On 11-06-17 01:36 PM, Roarty, Francis X wrote:
OK, Everyone appears to be angry at Krivit but to be fair to the guy his line 
of questioning did seem to get back directly to the point where we left it on 
Vortex - My recollection was that we decided the steam measurement was an 
unreliable calculation but that the experiment with only a 5 degree increase in 
water temperature proved there was real thermal gain. Was this difference 
between mass and volumetric methods of measuring steam energy already resolved? 
Levi and Rossi are reacting like this was already abundantly clear but I really 
don't recall this issue as ever have been put to bed. Did I miss something?

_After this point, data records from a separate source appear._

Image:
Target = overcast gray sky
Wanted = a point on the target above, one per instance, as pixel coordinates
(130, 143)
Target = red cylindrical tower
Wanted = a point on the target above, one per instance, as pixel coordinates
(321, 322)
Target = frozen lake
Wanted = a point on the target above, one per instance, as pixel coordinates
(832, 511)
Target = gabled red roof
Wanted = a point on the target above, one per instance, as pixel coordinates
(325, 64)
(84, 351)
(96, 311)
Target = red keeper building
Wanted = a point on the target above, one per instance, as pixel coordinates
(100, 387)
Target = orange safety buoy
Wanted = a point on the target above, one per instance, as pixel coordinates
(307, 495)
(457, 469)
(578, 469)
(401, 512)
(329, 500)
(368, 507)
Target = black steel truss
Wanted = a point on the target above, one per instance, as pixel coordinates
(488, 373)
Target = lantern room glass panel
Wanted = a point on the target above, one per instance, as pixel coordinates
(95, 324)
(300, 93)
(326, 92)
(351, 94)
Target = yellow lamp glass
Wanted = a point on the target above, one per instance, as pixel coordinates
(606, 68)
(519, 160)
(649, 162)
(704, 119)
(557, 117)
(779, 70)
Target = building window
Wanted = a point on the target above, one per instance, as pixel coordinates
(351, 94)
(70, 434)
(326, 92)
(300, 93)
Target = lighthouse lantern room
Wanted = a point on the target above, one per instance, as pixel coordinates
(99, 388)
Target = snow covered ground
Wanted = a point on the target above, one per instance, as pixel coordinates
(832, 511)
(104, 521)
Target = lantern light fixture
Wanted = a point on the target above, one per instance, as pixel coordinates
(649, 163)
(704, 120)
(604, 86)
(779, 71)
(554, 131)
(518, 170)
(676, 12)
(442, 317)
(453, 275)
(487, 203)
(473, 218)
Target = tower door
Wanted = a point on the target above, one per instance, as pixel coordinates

Don't think so. AFAIK there has never been a clear statement of the exact method used to measure the dryness of the steam, nor any disclosure of the raw data on which the "dry steam" conclusion was based.

Rossi's defense was pure "appeal to authority" -- an expert made measurements and said it was dry, so it's dry, and please stop asking about it. No data on which the conclusion was based has ever been forthcoming.

IMHO, based on a careful perusal of the one clear effluent temperature graph which I've seen, the steam was about as dry as the River Charles. But that's just a humble opinion from a non-expert, and in any case I haven't got the time to post the reasoning which leads to it. (It's largely visual and documenting it would require drawing pictures, which I haven't done.)